- Girls & Gods Poster
- Directed by: Arash T. Riahi; Verena Soltiz;
- Screenplay by: Inna Shevchenko;
- Produced by: Arash T. Riahi; Peter Drössler; Sabine Gruber; Rhea Plangg; Amel Soudani; Michael Katz; Veit Heiduschka;
- Cinematography: Simone Hart; Anna Hawliczek;
- Edited by: Lisa Zoe Geretschläger; Elisabeth Pucar;
- Music by: Alicia Mendy; Baby Volcano; ANOHNI;
- Production companies: Golden Girls Film; Amka Films Productions; Wega Film;
- Release date: 23 March 2025 (CPH:DOX);
- Running time: 1hr 43 mins
- Country: Austria
- Languages: English, Ukrainian

= Girls & Gods =

2025 Austrian documentary film

Girls & Gods is a 2025 Austrian documentary film directed by Arash T. Riahi and Verena Soltiz, initiated and written by Ukrainian FEMEN activist Inna Shevchenko. The film follows Shevchenko as she travels to meet women from diverse backgrounds to discuss women’s rights and religion.

It features notable figures like Nadya Tolokonnikova of Pussy Riot and French cartoonist Coco, whose satirical feminist drawings recur throughout the film. It balances serious debate with cinematic storytelling, observational humor, and a visual rather than academic approach.

==Synopsis==
This film asks the question, can feminism and religion coexist? Girls and Gods is a journey led by Inna Shevchenko - the project's author and initiator - to answer this question. Shevchenko is known for leading FEMEN's topless protests against patriarchal power structures. In dialogue she talks with priests, imams, rabbis, theologians, and fellow activists. Inquiry is conducted into women's rights and religious tradition, asking if age-old faiths include gender equality and feminism.

==Production==
Girls & Gods was produced by Golden Girls Film, in co-production with Amka Films and Wega Film. Director Arash T. Riahi first worked with Ukrainian activist Inna Shevchenko on their 2013 documentary Everyday Rebellion. Years later, Shevchenko proposed a film exploring women who identify as both feminists and members of religious communities, aiming to examine reform from within. Verena Soltiz joined as a co-director in 2018, and the directors sought contributors from Christianity, Judaism, and Islam.

Filming faced challenges such as securing access to religious spaces, delays from the COVID-19 pandemic, and funding difficulties due to the subject’s perceived controversy. According to Riahi, some potential participants declined involvement due to fear of criticism from their communities, despite sharing the film’s aims. He noted that additional material was filmed but not included in the final cut and expressed interest in developing a longer-format series based on the project.

From Soltiz’s perspective, her role centered on shaping the film’s visual and artistic dimension.

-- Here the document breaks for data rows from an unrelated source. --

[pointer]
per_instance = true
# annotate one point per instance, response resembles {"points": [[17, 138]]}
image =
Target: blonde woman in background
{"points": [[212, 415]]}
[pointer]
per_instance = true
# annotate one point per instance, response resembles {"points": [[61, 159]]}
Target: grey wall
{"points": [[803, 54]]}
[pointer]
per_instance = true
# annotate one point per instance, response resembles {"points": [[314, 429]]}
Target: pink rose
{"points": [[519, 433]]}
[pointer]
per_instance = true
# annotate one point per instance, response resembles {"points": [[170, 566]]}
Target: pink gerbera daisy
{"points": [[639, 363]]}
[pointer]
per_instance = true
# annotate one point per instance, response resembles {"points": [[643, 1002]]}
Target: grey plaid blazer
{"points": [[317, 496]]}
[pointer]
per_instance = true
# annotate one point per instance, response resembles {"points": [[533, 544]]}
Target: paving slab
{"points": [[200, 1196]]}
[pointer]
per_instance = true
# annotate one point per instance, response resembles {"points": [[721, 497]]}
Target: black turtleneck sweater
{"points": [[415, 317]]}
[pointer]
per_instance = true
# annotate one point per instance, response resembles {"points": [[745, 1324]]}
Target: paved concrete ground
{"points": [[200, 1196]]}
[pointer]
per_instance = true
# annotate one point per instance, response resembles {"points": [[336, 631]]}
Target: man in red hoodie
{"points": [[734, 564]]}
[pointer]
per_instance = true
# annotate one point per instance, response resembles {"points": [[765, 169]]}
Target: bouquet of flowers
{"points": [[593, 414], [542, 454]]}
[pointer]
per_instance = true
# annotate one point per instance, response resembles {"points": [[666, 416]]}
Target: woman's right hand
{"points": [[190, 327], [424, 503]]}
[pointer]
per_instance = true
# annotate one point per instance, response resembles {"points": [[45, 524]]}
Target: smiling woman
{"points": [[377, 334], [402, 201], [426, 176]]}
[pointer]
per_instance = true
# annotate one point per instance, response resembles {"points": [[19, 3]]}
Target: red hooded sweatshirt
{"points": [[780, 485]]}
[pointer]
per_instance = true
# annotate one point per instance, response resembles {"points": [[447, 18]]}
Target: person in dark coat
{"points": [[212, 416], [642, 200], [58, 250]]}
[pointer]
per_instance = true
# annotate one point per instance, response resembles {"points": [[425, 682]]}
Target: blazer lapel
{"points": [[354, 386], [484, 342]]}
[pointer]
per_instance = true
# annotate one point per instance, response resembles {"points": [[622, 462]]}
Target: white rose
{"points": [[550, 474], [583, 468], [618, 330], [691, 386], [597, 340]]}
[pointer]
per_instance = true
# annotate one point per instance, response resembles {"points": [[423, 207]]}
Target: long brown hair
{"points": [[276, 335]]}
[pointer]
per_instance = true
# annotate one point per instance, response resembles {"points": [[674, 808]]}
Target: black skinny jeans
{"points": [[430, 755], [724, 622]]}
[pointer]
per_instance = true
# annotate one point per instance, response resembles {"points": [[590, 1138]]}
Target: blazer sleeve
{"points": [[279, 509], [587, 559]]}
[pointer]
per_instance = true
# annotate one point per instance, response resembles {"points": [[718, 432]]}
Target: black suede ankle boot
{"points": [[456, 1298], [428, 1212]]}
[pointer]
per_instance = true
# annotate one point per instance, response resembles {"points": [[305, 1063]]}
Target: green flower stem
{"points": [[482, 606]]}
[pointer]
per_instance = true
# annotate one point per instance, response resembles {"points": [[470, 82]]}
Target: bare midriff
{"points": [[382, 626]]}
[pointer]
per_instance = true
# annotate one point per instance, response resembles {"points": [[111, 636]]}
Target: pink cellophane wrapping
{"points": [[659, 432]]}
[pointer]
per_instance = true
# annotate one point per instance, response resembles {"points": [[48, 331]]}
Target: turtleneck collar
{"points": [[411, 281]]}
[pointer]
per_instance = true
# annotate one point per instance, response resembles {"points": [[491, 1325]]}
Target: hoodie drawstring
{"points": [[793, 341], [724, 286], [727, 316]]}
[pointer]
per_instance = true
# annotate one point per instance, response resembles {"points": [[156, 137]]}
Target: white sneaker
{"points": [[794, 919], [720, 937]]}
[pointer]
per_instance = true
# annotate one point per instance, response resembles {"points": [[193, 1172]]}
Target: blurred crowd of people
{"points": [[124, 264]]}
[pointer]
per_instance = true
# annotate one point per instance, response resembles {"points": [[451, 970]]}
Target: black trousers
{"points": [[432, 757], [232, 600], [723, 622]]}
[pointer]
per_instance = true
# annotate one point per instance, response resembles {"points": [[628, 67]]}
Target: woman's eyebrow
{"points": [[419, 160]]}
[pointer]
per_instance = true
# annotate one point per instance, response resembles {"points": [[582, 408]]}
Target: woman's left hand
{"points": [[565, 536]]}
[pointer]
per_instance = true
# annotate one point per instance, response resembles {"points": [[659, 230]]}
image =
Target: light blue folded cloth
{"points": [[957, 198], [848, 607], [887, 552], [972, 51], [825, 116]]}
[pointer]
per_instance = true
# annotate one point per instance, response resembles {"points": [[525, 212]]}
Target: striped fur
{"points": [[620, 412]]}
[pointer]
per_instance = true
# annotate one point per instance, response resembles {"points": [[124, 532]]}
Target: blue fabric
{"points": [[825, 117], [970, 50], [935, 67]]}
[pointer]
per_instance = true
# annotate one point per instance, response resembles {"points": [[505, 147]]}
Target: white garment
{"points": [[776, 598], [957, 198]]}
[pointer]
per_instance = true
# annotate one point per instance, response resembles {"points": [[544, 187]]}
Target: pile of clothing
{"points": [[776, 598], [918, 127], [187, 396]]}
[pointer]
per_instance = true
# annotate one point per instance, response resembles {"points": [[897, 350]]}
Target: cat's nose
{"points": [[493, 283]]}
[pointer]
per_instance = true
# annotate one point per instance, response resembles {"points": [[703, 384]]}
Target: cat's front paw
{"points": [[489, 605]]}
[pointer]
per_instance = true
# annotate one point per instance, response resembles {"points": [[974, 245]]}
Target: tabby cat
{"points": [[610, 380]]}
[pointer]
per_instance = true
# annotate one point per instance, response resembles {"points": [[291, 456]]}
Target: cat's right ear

Soltiz sought artworks—ranging from sculpture and graffiti to music and photography—at each filming location, and selected pieces that reflected both opposition to and support for religious institutions. In editing, she emphasized Shevchenko’s personal development over the course of the project, including the influence of motherhood on her worldview.

==Release==
Girls & Gods had its world premiered on March 23, 2025 at CPH:DOX in Denmark, where it was nominated for the Human Rights Award. Prior to its premiere, it was selected for the Europe! On Demand online showcase, an initiative by European Film Promotion and the festival to boost the visibility of European documentaries in the North American market.

It had its Austrian premiere on March 28, 2025 at the Diagonale – Festival des österreichischen Films, where it won the award for Best Score. The German premiere took place on May 9, 2025 at DOK.fest München, followed by an Italian screening in June 2025 at the Biografilm Festival, where it won the Best Film Unipol Award in the International Competition.

==Reception==
Girls & Gods won the Best Film Award in the International Competition at Biografilm, with the jury praising its "poetic and powerful portrayal of female resistance," highlighting Inna Shevchenko’s fearless presence and the sensitive direction of Arash T. Riahi and Verena Soltiz. They described it as an urgent, human, and profoundly moving work, rooted in the spirit of "Woman, Life, Freedom."

===Critical reviews===
Ricardo Gallegos of La Estatuilla describes Girls & Gods as "a triumphant, enriching and enlightening cinematic debate" where "Shevchenko is an electric presence" engaging women of various faiths on feminism and religion. He praises the film’s dynamic editing, integration of feminist art, and its understanding of "the need for radicalism and collectivism to generate change."

Joseph Tomastik of Loud and Clear calls Girls & Gods a documentary that "effectively, bluntly, and fairly engages in discussions with women to ask a very complicated question: can feminism and religion coexist?" According to him, "if you’re willing to hear out anyone you respectfully disagree with regarding how to attain those freedoms, you’ll very likely find something valuable to think about in this movie." His main criticism is that it can feel "too inside baseball" for viewers without prior knowledge of religion’s historical controversies.